@David Bombač, Smaller grains results in more grain boundary fraction in the material and thus result in improved strength. But my question is , will it not result in loss of ductility at the same time?
I wouldn't think so. If you have smaller grain and same density of faults (dislocations, SF, ...) there is smaller amount of them in each grain and also distance to grain boundary where they can relive is shorter. But still it would depend a lot what material are you using, especially if there are some pinning particles.
And another question, are we talking about room temperature ductility or not?
@David Bombač :Yes we are talking about room temperature ductility. My understanding is that when we have a large fraction of grain boundaries in the material, the dislocations can be easily arrested at these grain boundaries and thus leading to increased strength and loss of ductility. Though we have still same defect density , their mobility is severely restricted because of smaller grain size , then how the ductility can remain the same?
By decreasing the grain size, there is a possibility to activation of new deformation mechanisms that are different from slip and twining, such as grain boundary sliding and grain rotation. these new mechanisms can increase the ductility in materials even by reduction of grain sizes, there is a very popular paper about this apposite response which is written by valiev et.al also I attached a photo you can see the unique behavior of some nano materials
To answer the question, we need to understand the mechanism of the Hall-Petch relation and its inverse. There is a new work that tries to combine both the Hall-Petch and its inverse in one model through presenting a multiscale model that enables description of both the Hall-Petch relation and its inverse in one equation without the need of prior knowledge of the grain size distribution, for more details, please see the following link:
It is often stated that “Grain boundary strengthening has the advantage that the ductility of the material does not decrease with decreasing grain size and increasing strength.” (Rösler, Harders, Bäker, Mechanical Behavior of Engineering Materials). This is an exception to the generally observed inverse relation between strength and toughness.

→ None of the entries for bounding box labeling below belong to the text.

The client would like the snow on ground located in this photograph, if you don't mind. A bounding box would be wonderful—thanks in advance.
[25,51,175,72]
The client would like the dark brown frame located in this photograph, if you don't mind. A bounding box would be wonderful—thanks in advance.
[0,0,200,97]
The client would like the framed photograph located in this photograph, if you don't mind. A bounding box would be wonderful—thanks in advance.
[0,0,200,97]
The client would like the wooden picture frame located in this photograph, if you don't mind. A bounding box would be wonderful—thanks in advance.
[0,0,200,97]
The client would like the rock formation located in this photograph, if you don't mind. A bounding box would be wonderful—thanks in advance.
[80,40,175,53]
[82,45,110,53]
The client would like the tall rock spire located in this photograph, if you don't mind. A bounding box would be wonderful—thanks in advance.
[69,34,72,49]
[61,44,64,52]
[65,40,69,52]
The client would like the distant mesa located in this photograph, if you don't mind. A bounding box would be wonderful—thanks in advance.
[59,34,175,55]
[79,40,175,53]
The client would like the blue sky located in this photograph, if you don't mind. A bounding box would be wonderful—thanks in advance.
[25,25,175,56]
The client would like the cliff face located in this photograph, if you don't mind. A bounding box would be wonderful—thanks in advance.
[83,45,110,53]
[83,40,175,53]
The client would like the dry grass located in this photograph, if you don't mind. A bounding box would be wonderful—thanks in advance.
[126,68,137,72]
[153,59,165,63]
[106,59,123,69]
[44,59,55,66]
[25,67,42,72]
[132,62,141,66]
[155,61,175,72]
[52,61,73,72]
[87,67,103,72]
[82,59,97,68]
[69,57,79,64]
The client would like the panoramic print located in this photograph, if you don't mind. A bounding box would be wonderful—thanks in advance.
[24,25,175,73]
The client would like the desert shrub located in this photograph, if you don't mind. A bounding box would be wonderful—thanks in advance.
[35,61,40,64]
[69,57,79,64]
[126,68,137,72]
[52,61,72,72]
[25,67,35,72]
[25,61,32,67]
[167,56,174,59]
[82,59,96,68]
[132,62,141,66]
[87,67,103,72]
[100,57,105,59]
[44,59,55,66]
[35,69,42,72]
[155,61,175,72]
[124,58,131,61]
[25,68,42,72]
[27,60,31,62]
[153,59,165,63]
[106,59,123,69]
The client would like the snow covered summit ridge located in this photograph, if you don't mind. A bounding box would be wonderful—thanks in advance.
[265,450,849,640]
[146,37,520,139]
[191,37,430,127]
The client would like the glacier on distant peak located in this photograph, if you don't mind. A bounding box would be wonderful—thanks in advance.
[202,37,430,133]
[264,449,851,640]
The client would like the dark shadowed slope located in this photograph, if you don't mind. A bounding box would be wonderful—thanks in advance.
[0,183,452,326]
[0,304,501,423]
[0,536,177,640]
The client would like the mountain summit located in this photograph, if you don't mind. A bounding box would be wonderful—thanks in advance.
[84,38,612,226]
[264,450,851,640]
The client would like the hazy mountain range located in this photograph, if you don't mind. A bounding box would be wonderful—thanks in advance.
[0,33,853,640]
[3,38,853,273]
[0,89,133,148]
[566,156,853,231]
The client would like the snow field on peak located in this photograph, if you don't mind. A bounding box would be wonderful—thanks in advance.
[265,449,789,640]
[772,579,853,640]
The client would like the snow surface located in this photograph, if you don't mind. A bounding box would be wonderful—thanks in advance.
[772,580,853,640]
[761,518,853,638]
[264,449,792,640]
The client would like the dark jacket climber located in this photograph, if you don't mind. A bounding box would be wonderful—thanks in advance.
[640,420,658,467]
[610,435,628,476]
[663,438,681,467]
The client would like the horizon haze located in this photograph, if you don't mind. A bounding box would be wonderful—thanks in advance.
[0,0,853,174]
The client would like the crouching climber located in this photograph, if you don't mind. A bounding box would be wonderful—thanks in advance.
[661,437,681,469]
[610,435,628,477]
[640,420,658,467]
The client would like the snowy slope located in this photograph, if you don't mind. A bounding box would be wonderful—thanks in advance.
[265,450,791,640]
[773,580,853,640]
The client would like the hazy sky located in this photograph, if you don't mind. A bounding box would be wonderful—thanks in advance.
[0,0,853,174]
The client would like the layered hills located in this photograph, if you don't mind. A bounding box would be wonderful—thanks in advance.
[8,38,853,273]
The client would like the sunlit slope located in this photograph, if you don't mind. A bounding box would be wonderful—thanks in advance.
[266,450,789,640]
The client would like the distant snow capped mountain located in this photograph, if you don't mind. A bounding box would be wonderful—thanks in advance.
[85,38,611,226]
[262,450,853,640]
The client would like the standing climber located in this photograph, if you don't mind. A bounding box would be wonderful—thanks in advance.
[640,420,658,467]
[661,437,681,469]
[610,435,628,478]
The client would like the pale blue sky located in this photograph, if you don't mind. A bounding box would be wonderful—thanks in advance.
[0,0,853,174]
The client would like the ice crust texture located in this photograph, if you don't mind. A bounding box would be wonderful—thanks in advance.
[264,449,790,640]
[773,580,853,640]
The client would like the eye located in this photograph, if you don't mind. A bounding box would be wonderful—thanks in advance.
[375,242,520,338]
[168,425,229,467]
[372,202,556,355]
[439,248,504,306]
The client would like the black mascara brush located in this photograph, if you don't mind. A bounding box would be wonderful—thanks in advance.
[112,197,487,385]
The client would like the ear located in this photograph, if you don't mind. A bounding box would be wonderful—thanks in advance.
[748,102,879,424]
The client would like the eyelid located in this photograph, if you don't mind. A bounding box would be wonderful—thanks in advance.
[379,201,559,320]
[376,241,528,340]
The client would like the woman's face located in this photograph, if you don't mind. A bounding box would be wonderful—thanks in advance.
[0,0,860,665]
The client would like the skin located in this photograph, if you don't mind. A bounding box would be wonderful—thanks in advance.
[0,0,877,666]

In this context it is important to differentiate between toughness, which requires a pre-existing crack or notch and ductility, which is the ability of the material to plastically deform and is usually determined in a tensile test, e.g. by the fracture strain.
Fine-grained structures usually have smaller potential flaws, which increases the stress to fracture.
Grain boundaries can also act as barriers to crack propagation, the different crystallographic orientations cause the crack change direction, and cracks can be bridged in fibrous grain structures.
For fracture to occur in a tensile test of a semi-brittle material, slip bands have to nucleate at the yield stress, these have to nucleate micro-cracks, and these micro-cracks have to propagate.
Cottrell (A.H. Cottrell, Theory of brittle fracture in steel and similar metals, Trans. AIME 212 (1958) 192-203.) developed a model in which the stress for propagating a microcrack that was initiated at the intersection of two slip planes can be calculated to $\sigma_{f} \approx \frac{4 G \gamma_{m}}{k_{y}} d^{-1 / 2}$
with $\sigma_{f}=$ fracture stress $G=$ shear modulus $\gamma_{m}=$ plastic work done around a crack as it moves through the crystal $\begin{aligned} k_{y} &=\text { dislocation locking term from Hall-Petch relation \\ d &=\text { grain size } \end{aligned}$.
Which is similar to the Hall-Patch equation.
For more, see e.g. chap. 7.2.2. of Hertzberg, Vinci, Hertzberg, Deformation and Fracture Mechanics of Engineering Materials or p.325 of Haasen, Physical Metallurgy.